I know of several different arguments.  You can decide which one you think is most elegant...

 1. Rohlin's argument, which is actually quite geometric.  You start with an immersion of the 3-manifold in $\mathbb{R}^5$.  You modify the immersion by a cobordism until it is an embedding, and then find an explicit 4-manifold bounding it.  This is nicely explained in ["A la recherche de la topologie perdue"][1].  I believe this is also Autumn Kent's answer above.

 2. Thom's argument, with lots of algebraic topology.  This is probably not the most elegant route if you only want this piece, although of course Thom tells you much more.

 3. Rourke's argument as sketched by Daniel Moskovich above.  Indeed, any proof that the mapping class group is generated by Dehn twists also gives a proof that $\Omega_3 = 0$.  Dehn and Lickorish also have proofs of this.
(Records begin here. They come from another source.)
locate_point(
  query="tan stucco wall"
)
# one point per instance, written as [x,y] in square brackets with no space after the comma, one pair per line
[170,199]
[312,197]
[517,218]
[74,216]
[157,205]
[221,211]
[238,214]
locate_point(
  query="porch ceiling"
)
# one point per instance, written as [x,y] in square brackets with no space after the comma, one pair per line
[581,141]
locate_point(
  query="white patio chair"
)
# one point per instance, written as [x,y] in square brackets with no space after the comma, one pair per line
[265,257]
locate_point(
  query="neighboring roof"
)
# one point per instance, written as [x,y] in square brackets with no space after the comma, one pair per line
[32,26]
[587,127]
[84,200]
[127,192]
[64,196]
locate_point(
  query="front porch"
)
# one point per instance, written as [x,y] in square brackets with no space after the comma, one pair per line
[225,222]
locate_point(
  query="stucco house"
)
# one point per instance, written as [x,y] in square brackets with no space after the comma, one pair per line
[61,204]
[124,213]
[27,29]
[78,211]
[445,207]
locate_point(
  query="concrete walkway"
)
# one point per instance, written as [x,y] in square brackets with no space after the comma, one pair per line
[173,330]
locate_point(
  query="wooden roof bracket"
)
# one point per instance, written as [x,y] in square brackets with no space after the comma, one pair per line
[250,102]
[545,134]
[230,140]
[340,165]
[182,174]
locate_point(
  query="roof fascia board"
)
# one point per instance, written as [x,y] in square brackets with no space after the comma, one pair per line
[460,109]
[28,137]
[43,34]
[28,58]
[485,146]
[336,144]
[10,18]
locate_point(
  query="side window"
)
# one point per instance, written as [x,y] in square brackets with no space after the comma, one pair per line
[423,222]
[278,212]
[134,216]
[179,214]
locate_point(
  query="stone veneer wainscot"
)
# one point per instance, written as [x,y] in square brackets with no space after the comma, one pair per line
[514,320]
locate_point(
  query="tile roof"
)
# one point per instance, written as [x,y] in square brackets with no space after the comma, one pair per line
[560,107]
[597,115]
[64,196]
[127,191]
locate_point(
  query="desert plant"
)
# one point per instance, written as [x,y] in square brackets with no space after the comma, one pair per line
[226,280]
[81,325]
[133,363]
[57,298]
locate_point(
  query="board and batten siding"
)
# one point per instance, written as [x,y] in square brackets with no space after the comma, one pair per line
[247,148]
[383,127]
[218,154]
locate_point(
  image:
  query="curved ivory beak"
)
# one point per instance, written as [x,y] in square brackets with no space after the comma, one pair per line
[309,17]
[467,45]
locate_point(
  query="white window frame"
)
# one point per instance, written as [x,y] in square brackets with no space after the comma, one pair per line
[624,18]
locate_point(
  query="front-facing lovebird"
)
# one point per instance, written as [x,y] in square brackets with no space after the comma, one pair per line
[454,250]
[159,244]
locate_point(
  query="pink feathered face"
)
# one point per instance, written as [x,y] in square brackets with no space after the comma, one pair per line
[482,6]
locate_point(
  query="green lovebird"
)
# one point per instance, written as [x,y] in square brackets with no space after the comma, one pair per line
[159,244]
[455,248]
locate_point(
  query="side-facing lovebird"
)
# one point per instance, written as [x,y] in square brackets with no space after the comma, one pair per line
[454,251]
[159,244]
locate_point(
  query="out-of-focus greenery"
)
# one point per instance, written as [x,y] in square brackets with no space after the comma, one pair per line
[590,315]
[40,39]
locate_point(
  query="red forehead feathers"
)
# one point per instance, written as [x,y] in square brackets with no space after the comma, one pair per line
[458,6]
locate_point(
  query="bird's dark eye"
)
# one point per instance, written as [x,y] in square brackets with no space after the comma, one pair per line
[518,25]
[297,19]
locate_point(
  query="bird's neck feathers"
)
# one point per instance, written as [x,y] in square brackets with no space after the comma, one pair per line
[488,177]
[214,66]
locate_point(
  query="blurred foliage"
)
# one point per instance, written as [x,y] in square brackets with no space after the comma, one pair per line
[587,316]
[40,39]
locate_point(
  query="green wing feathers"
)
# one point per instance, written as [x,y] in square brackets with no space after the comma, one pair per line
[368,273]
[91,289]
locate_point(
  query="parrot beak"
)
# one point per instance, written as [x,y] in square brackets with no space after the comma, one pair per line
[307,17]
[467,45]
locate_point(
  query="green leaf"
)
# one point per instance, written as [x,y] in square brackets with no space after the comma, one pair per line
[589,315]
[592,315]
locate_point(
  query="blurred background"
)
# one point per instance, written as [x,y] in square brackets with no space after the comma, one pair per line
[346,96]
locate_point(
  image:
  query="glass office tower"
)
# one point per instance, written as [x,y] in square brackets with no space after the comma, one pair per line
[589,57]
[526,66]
 4. I also have a [proof][2] with Francesco Costantino, also direct and geometric.  You take the compact 3-manifold and look at a generic map to $\mathbb{R}^2$.  The preimage of a generic point is a disjoint union of circles, which bounds a convenient canonical surface (a union of disks).  Take these disks as the start of your 4-manifold.  In codimension one singularities, two of these circles can merge, and the preimage of a little transversal is a pair of pants, which can be filled in with a 3-sphere (together with the disks already attached).  In codimension 2, there are only two different interesting local models, and both can be filled in canonically with a 4-ball.

The reason to prefer our proof (number 4) is that it is more efficient, in that (e.g.) for a 3-manifold triangulated with $n$ tetrahedra, it gives a 4-manifold with bounded geometry with $O(n^2)$ simplices.  By comparison, the mapping-class group arguments of (3) tend to give a 4-manifold of complexity at least exponential in $n$, and usually a tower of exponentials.  (You can see this already in the inductive argument sketched out in Daniel Moskovich's answer.)  Thom's proof (2) is completely non-explicit; I don't know how to extract any bounds from it.  Rohlin's proof (1) can, I believe, be shown to give a 4-manifold with $O(n^4)$ simplices, although I never worked out all the details.